Sun, Cheuk-Kwan ; Sheu, Jiunn-Jye ; Chiang, Chiang-Hua ; Youssef, Ali A ; Lee, Fan-Yen ; Wu, Chiung-Jen ; Yip, Hon-Kan

Keywords:

Science & Technology, Life Sciences & Biomedicine, Cardiac & Cardiovascular Systems, Cardiovascular System & Cardiology, cilostazol therapy, monocrotaline, pulmonary arterial hypertension, CONTINUOUS INTRAVENOUS EPOPROSTENOL, SMOOTH-MUSCLE CELLS, PROLIFERATION, BOSENTAN, DISEASE, Animals, Blood Pressure, Body Weight, Cilostazol, Connexin 43, Disease Models, Animal, Endothelium, Vascular, Gene Expression, Hypertension, Pulmonary, Male, Monocrotaline, Nitric Oxide Synthase Type II, Nitric Oxide Synthase Type III, Pulmonary Alveoli, Rats, Rats, Sprague-Dawley, Tetrazoles, Vasodilator Agents, 1102 Cardiorespiratory Medicine and Haematology, 1103 Clinical Sciences, Cardiovascular System & Hematology, 3201 Cardiovascular medicine and haematology, 3202 Clinical sciences

Abstract:

BACKGROUND: Pulmonary arterial hypertension (PAH) is characterized by a progressive increase in pulmonary vascular resistance caused by a proliferation of vascular endothelial and smooth muscle cells, resulting in occlusion of the lumen of small pulmonary arteries. Cilostazol, with its antiproliferative effects on vascular endothelial and smooth muscle cells, may ameliorate monocrotaline (MCT)-induced PAH in rats. METHODS AND RESULTS: Male Sprague - Dawley rats (n=10/each group) were randomized to receive MCT (75 mg/kg) only (group 1), MCT plus cilostazol (20 mg .kg(-1 ). day(-1)) (group 2) and saline injection only (group 3). Hemodynamic measurement on day 28 following MCT treatment indicated the development of significant PAH on MCT-treated groups (p<0.0001). Cilostazol was given to group 2 orally on days 28-90. By day 90 following MCT treatment, the right ventricular (RV) systolic blood pressure and RV hypertrophy were significantly higher in group 1 than in groups 2 and 3 (all values of p<0.01).
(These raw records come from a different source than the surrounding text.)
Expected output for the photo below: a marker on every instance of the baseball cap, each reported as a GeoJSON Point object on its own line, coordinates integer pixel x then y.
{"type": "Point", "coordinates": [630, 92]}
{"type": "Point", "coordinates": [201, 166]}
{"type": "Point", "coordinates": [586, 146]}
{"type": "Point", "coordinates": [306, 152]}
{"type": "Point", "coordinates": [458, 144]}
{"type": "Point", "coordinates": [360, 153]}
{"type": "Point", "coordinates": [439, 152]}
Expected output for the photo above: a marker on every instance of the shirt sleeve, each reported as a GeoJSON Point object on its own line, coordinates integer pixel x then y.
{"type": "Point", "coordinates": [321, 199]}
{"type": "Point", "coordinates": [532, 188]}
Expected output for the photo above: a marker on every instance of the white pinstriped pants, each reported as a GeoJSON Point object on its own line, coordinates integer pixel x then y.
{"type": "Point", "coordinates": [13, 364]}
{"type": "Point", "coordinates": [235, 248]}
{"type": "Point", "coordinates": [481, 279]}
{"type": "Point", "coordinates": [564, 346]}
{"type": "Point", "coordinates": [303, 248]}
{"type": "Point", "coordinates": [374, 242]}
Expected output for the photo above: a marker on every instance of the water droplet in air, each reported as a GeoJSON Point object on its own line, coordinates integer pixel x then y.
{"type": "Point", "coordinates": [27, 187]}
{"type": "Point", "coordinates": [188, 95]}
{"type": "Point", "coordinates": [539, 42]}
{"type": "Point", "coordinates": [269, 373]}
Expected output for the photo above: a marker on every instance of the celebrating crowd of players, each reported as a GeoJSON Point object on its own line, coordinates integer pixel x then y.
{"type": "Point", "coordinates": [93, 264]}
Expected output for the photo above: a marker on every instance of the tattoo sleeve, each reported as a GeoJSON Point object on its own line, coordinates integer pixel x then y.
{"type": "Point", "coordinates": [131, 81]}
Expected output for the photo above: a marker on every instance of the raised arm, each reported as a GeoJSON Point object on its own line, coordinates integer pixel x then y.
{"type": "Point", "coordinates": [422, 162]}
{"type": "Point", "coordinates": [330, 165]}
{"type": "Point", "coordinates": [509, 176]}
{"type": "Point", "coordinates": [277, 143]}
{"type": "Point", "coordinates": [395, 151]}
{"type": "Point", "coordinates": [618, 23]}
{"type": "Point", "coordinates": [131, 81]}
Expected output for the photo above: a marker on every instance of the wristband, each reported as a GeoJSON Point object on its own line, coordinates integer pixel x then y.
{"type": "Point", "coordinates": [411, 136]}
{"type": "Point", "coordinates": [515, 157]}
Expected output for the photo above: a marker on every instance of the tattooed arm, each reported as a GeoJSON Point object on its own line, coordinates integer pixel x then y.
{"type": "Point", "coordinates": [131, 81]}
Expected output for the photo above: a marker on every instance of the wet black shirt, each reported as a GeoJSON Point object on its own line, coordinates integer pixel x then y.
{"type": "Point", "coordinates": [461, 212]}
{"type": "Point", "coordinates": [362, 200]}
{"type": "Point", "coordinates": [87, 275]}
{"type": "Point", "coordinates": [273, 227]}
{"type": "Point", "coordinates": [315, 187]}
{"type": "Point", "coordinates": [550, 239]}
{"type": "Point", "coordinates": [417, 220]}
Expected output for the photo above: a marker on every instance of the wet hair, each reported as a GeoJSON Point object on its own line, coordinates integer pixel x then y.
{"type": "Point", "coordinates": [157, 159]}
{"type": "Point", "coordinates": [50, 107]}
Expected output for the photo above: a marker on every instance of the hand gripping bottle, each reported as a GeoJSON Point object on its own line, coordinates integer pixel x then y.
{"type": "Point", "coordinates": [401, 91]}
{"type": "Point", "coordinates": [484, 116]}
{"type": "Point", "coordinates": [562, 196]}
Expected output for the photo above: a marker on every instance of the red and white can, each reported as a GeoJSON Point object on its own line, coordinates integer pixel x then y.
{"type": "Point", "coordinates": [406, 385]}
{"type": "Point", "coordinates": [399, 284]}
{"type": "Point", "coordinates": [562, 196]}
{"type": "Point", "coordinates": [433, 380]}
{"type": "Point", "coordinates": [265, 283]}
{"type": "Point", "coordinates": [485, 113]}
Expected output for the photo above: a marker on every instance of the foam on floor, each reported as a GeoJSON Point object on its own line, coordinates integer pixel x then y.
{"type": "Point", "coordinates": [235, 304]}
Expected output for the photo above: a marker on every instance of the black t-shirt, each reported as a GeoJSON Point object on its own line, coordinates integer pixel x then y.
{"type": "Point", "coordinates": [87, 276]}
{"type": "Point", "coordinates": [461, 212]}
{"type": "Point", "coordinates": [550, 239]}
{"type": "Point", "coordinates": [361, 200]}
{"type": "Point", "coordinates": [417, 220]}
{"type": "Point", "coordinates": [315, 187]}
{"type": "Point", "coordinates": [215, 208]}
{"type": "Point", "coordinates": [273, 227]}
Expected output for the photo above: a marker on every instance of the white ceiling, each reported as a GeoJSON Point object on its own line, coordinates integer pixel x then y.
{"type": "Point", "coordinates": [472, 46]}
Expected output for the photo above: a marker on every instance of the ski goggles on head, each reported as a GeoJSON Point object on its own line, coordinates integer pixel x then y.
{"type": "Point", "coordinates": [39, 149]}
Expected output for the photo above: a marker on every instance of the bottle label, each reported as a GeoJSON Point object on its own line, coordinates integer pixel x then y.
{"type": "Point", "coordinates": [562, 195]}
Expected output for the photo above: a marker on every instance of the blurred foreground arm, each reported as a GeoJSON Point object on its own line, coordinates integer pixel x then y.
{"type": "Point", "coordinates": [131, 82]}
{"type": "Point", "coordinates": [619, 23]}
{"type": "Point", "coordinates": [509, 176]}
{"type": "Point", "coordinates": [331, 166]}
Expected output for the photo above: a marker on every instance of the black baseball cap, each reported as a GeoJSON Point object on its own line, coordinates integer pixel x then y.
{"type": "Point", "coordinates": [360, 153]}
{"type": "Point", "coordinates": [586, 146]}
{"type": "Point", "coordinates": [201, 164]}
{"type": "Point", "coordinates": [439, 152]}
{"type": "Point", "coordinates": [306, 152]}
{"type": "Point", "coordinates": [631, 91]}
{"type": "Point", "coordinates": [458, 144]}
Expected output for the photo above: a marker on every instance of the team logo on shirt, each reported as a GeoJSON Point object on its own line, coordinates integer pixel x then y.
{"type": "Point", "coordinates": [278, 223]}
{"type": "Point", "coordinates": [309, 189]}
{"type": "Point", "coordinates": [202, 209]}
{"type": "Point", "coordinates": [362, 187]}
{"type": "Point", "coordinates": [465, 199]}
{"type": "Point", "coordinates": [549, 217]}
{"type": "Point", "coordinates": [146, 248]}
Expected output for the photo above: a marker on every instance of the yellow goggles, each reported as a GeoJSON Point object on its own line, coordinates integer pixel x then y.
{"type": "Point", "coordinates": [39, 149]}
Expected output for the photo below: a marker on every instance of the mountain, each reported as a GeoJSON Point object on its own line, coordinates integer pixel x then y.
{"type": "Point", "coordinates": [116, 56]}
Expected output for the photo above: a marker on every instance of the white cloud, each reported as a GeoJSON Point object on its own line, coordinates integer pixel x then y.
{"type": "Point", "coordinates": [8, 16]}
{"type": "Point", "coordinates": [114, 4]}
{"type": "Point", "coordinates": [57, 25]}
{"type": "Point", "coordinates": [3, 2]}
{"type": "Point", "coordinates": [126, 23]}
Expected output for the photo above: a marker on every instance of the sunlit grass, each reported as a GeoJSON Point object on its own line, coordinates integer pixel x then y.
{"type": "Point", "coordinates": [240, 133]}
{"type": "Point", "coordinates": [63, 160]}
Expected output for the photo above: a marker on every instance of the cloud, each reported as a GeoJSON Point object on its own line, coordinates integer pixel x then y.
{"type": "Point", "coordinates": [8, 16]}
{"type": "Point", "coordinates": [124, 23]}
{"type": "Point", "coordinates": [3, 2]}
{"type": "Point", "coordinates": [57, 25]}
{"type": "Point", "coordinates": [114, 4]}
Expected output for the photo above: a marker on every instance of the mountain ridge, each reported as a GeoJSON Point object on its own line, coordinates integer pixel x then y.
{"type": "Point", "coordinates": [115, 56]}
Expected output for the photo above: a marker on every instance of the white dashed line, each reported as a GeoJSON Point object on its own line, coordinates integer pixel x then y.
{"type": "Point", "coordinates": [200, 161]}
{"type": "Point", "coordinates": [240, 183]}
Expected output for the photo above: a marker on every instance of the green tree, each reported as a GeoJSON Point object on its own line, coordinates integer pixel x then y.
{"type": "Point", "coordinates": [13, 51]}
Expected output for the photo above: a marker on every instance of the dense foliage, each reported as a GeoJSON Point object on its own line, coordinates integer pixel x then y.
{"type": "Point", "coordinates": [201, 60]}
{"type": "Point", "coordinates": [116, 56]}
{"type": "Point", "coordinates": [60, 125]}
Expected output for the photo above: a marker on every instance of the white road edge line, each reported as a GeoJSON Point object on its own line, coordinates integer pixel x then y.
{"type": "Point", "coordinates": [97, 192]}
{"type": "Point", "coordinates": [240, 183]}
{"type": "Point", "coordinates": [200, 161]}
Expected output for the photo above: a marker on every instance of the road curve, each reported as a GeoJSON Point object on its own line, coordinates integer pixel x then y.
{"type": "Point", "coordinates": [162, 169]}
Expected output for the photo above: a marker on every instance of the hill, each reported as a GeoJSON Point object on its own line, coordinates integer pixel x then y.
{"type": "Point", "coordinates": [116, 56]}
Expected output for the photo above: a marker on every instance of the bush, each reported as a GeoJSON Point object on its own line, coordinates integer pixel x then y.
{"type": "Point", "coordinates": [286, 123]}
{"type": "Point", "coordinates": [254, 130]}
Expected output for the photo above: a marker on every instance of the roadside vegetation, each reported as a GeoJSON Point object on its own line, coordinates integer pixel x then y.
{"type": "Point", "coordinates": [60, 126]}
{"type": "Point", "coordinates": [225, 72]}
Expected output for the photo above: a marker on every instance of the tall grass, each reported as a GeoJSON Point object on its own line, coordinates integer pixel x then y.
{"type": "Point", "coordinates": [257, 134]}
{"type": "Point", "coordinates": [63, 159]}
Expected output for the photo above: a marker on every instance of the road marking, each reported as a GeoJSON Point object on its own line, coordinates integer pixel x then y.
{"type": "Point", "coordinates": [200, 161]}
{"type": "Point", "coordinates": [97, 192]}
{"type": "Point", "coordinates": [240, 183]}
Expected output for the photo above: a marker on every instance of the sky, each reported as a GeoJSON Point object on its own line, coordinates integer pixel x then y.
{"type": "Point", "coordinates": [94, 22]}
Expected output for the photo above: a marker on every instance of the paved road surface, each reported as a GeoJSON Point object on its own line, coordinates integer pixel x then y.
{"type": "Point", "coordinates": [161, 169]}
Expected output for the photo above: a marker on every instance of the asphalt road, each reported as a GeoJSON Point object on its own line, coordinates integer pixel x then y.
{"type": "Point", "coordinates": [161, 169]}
Additionally, connexin43 and endothelial nitric oxide synthase gene expressions of lung and RV, and Bcl-2 protein expression of RV, were significantly lower in group 1 than in groups 2 and 3 (all values of p<0.01). Furthermore, the number of alveolar sac and small arterioles of the lung were significantly lower in group 1 than in groups 2 and 3 (all values of p<0.01). CONCLUSION: Cilostazol therapy effectively attenuates of MCT-induced PAH.